On the other hand, LDEs represent a potential adverse effect of dupilumab. LDEs have been characterised as a Th1-mediated dermatosis.6 By inhibiting IL-4 and IL-13 signalling, dupilumab may induce LDEs through a Th1/Th2 imbalance that favours a Th1-dominant response.3 While 14 cases were found, dupilumab-induced LDEs may be underreported and underdiagnosed. Misclassification of LDEs remains a concern, particularly among dupilumab non-responders, as lichenoid eczema and other mimickers may present similarly. Additionally, all reported cases involved patients with AD with varied LDE onset times after treatment initiation. Monitoring for cutaneous adverse events during dupilumab therapy is thus necessary, particularly in severe AD cases. A review by Srivatsa et al. reports similar findings which this study supports with ten additional LDEs and two additional immune checkpoint inhibitor-induced LP cases.7
In this limited sample, dupilumab demonstrated efficacy in treating refractory (as mentioned by the authors of the reports) LP, with all patients achieving improvement without recurrence or adverse effects (mean follow-up period: 4.7±3.1 months). Meanwhile, LDEs are uncommon, largely resolve with medication discontinuation, and can be treated with oral immunosuppressants. We underscore the importance of careful clinical monitoring for LDEs, particularly in AD patients treated with dupilumab. Given the paradoxical potential of dupilumab to both treat and trigger lichenoid eruptions, further investigation is warranted. Large-scale, randomised trials with long-term follow-up are needed to characterise dupilumab in LP, as well as the true incidence of dupilumab-induced LDEs.

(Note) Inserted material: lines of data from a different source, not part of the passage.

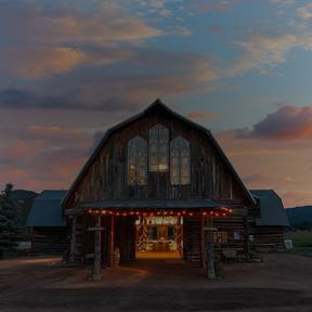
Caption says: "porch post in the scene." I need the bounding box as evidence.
[207,217,216,279]
[109,215,115,268]
[92,215,101,281]
[200,216,206,268]
[69,216,77,263]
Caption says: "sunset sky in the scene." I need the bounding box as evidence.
[0,0,312,207]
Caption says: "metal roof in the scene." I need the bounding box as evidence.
[26,190,66,227]
[79,199,226,209]
[250,190,289,226]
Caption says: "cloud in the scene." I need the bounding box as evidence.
[243,173,263,186]
[190,0,238,13]
[0,126,94,191]
[208,24,224,33]
[187,111,221,120]
[0,1,163,79]
[0,1,162,45]
[296,3,312,19]
[224,33,312,76]
[0,48,218,111]
[237,105,312,141]
[0,46,85,78]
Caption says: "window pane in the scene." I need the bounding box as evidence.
[170,136,190,185]
[128,137,147,184]
[149,125,169,171]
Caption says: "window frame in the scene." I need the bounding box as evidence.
[127,135,148,185]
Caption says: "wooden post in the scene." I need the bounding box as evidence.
[200,216,206,268]
[92,215,101,281]
[109,215,115,268]
[207,217,216,279]
[69,216,77,263]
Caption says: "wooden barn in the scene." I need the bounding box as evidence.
[250,190,289,252]
[26,190,70,255]
[63,100,258,278]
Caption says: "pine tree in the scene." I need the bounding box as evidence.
[0,183,19,259]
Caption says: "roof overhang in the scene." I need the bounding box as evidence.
[78,199,232,210]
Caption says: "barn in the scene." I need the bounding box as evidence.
[63,100,259,276]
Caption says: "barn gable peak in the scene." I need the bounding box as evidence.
[63,98,256,207]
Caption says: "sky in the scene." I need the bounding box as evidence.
[0,0,312,207]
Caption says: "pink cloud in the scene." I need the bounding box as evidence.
[237,105,312,141]
[187,111,221,120]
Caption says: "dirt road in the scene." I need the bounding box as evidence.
[0,254,312,312]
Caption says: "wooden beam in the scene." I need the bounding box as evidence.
[92,216,101,281]
[69,216,77,263]
[63,208,86,216]
[207,218,216,279]
[109,215,115,268]
[200,216,206,268]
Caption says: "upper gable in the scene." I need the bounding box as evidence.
[64,100,252,207]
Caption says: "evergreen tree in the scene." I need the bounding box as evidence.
[0,183,19,259]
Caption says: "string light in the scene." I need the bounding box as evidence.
[86,207,233,218]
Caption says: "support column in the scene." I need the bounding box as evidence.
[69,216,77,263]
[207,217,216,279]
[109,215,115,268]
[92,215,101,281]
[200,216,206,268]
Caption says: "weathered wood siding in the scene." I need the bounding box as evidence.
[67,107,247,207]
[76,214,135,266]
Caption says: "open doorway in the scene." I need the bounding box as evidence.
[136,216,183,259]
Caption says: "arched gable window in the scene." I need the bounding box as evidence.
[128,136,147,185]
[149,125,169,171]
[170,136,191,185]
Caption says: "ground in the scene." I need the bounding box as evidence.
[0,254,312,312]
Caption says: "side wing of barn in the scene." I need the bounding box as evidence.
[26,190,69,255]
[250,190,289,251]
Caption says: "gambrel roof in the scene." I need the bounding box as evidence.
[63,99,256,207]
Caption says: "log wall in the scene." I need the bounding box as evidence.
[250,225,285,252]
[31,227,70,256]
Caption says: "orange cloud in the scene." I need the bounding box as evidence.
[237,105,312,141]
[0,46,85,79]
[187,111,221,120]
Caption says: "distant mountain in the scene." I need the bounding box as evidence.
[286,206,312,228]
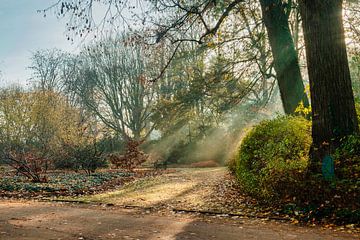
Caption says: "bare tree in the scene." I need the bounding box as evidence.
[44,0,308,114]
[67,35,155,141]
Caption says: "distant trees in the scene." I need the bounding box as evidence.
[43,0,358,169]
[46,0,308,114]
[66,38,155,141]
[0,88,90,181]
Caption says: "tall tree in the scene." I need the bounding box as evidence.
[300,0,359,171]
[66,37,155,141]
[260,0,309,114]
[45,0,308,114]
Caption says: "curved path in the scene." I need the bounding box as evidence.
[0,201,359,240]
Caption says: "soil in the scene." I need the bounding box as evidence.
[0,201,359,240]
[0,168,360,240]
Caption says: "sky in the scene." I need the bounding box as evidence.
[0,0,79,86]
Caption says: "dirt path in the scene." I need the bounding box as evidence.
[0,202,358,240]
[80,168,231,210]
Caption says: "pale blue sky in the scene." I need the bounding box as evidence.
[0,0,78,85]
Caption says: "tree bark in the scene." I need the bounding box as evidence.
[260,0,309,114]
[300,0,359,171]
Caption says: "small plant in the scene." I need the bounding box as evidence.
[5,151,49,182]
[109,140,148,171]
[232,117,312,201]
[60,143,107,175]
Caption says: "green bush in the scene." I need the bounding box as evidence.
[235,117,312,201]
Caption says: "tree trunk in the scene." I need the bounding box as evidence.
[300,0,359,172]
[260,0,309,114]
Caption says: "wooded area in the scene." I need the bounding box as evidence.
[0,0,360,236]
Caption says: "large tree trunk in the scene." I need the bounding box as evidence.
[300,0,359,171]
[260,0,309,114]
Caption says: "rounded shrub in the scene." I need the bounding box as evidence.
[235,116,312,201]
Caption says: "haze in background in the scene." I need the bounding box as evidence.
[0,0,75,86]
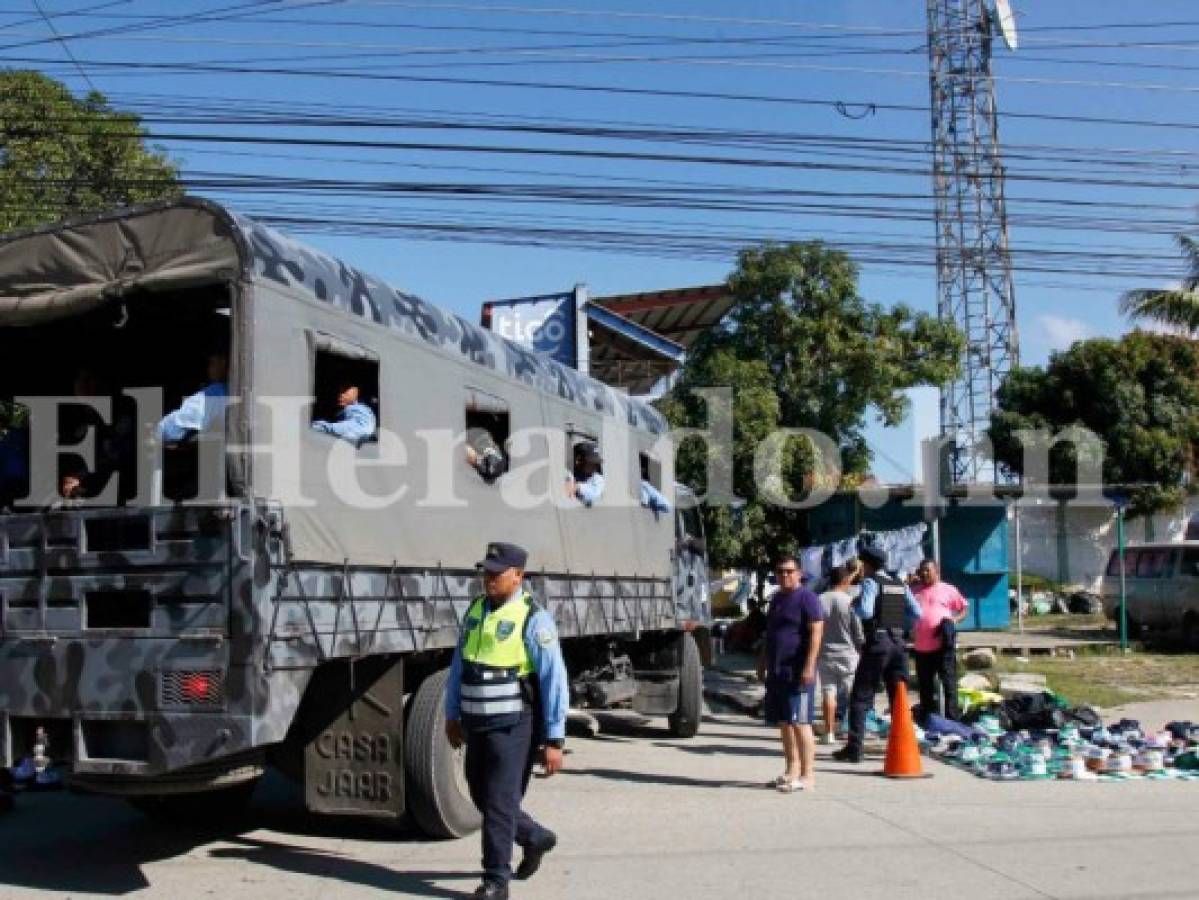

Declaration of patient consent
Patient consent not required as there are no patients in this study.
Financial support and sponsorship
Nil.
Conflicts of interest
Dr Vincent Piguet has received grants from AbbVie, Bausch Health, Celgene, Eli Lilly, Incyte, Janssen, LEO Pharma, L’Oréal, Novartis, Organon, Pfizer, Sandoz, Sanofi and Bristol Myers Squibb; received payment or honoraria for speaking engagement from Sanofi; participated on an advisory board for LEO Pharma, Novartis, Sanofi, Union Therapeutics, Abbvie and UCB; and received equipment donation from L’Oréal. Dr. Chaocheng Liu has served as a consultant for Sanofi, Arcutis, L’Oréal, Neutrogena and Sun Pharma and a speaker for Sanofi, Sun Pharma, Celltrion and Pfizer. Authors BT, MU and JT have no conflicts of interest to declare.
Use of artificial intelligence (AI)-assisted technology for manuscript preparation
The authors confirm that there was no use of artificial intelligence (AI)-assisted technology for assisting in the writing or editing of the manuscript and no images were manipulated using AI.